Posted by on Oct 3, 2010 in blog links, discipleship, edification | 1 comment

Since we’re talking about church buildings

Since my previous post was about a church deciding to sell their building so they could help more people (see “Church Sells Building to Help More People“), I thought I would also copy this gem from Dave Black (Sunday, October 3, 2010 at 7:41 a.m.):

This morning I’ll be gathering with the Body of Christ in a building dedicated to such gatherings.

Some people call it a sanctuary — a very misleading term, as the room in which we meet is no more sacred in God’s eyes than the restroom across the hall. Many followers of Jesus will prefer to meet in a home this morning instead. They seem to understand, perhaps in a deeper way than many “church-goers,” that in the kingdom, buildings aren’t sacred. When Jesus spoke with the Samaritan woman, He declared that even places we deem most sacred don’t deserve our worship. Jesus is Lord, and He can be worshipped anywhere, anytime.

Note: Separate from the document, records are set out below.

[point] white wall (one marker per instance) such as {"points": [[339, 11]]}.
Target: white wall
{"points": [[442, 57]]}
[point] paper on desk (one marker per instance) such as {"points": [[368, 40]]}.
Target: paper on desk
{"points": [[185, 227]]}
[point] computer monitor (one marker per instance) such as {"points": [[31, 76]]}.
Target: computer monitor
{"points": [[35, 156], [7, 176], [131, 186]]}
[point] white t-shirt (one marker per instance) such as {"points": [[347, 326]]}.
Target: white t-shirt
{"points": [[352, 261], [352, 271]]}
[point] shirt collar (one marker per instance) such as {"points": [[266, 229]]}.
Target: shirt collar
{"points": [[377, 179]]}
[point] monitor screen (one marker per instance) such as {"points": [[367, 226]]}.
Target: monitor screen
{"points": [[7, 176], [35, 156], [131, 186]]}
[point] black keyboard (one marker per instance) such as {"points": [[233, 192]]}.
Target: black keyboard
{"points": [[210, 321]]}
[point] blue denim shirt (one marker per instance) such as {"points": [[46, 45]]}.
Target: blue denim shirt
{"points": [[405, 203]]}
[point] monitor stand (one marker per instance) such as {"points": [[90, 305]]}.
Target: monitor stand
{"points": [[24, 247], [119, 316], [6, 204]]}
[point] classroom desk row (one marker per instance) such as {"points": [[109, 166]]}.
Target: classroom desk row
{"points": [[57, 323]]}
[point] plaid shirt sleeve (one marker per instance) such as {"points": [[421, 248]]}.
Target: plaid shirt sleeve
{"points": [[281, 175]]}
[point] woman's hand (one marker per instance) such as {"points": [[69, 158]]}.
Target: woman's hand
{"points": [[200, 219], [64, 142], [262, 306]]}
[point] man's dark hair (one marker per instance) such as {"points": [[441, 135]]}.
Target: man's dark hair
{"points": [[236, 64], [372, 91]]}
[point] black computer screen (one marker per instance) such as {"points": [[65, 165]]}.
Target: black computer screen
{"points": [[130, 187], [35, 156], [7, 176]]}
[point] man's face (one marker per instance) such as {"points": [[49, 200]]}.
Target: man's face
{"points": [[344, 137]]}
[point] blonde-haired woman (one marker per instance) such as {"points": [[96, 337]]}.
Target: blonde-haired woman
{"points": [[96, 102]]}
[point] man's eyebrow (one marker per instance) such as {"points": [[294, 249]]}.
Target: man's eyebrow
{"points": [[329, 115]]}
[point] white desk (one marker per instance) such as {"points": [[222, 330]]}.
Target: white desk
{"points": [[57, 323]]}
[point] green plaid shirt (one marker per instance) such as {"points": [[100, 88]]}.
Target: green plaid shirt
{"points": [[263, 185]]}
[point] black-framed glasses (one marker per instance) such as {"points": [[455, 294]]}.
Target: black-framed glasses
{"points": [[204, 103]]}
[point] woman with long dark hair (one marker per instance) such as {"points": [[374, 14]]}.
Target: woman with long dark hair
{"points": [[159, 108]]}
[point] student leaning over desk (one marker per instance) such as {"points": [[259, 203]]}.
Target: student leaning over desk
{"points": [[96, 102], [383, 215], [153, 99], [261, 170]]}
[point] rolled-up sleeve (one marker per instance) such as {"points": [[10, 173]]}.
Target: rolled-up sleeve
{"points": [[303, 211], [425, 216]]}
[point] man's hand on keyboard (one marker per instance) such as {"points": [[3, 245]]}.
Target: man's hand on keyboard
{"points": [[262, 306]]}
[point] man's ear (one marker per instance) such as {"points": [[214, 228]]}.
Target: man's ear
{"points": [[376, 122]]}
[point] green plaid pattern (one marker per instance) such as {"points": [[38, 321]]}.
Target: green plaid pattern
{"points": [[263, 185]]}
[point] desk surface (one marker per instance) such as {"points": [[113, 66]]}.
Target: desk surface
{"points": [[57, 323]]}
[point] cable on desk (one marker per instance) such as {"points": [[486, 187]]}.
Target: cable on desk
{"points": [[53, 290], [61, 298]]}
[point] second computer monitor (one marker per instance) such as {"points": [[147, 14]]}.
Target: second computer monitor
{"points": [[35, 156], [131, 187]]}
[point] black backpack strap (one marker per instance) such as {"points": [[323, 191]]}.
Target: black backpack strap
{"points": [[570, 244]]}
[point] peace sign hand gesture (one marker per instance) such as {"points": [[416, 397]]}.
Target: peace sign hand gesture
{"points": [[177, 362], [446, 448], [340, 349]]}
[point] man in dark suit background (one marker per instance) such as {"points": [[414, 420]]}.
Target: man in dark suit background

His “church” is nothing more than an assembly of people who have welcomed God’s kingdom into their lives and relationships. Followers of Jesus are therefore always suspicious of man-made structures that seek to replace kingdom values. The church is not a building. The church is not an institution. The church is not a program. These are only and always human creations. They never supersede kingdom authority. Or biblical authority for that matter. None of them is sacred though they often become “sacred cows.”

But there is more. Each of these things I’ve just mentioned — buildings and institutions and programs — each of them can be, indeed ought to be, dedicated as a tool for celebrating the Good News of the kingdom. When this occurs — and I’m afraid it occurs all too infrequently — the focus is no longer on physical or institutional or programmatic objectives. We now view our meeting places as nothing more than that — mere skins of the kingdom’s ferment. They are no longer the focus. We even stop idolizing them.

So, this morning I will meet with the brethren in a structure that some sacralize and that others view merely as a wineskin. The issue is one of attitude and perspective. A “religious” building can witness to our pride or to the wine. The same is true of a home fellowship. Either structure can begin to calcify. Indeed, given enough time, they probably will calcify. Then we will have to come back to the place where we started: recognizing that no place is sacred to God except in the sense that all places are sacred to God.

What a great post! What is a building (any building, even a home)? Simply a place where the church can meet. There are no holy buildings. As long as the place is not idolized (or sacralized, to use Dave’s term) and as long as the building and maintenance is not controlling how the church uses the money that God gives them, and as long as we are able to function as the church when we meet together, then who cares where the church meets?

The question is… when we meet together… whenever… and wherever… are we helping one another to live a mature life in Jesus Christ?


One Comment

  1. 10-3-2010

    I don’t know. I think our bagel shop is pretty sacred. :)

    I agree. It doesn’t matter where we meet, although my son, who has a graduate degree in architecture, would argue that buildings can evoke a sense of the sacred. While traveling in Europe a few years ago, his experiences visiting some of the cathedrals led him to a more liturgical expression of faith. He meets with us in the bagel shop from time to time, but the experience of being in a building that is more traditional and liturgical resonates with him.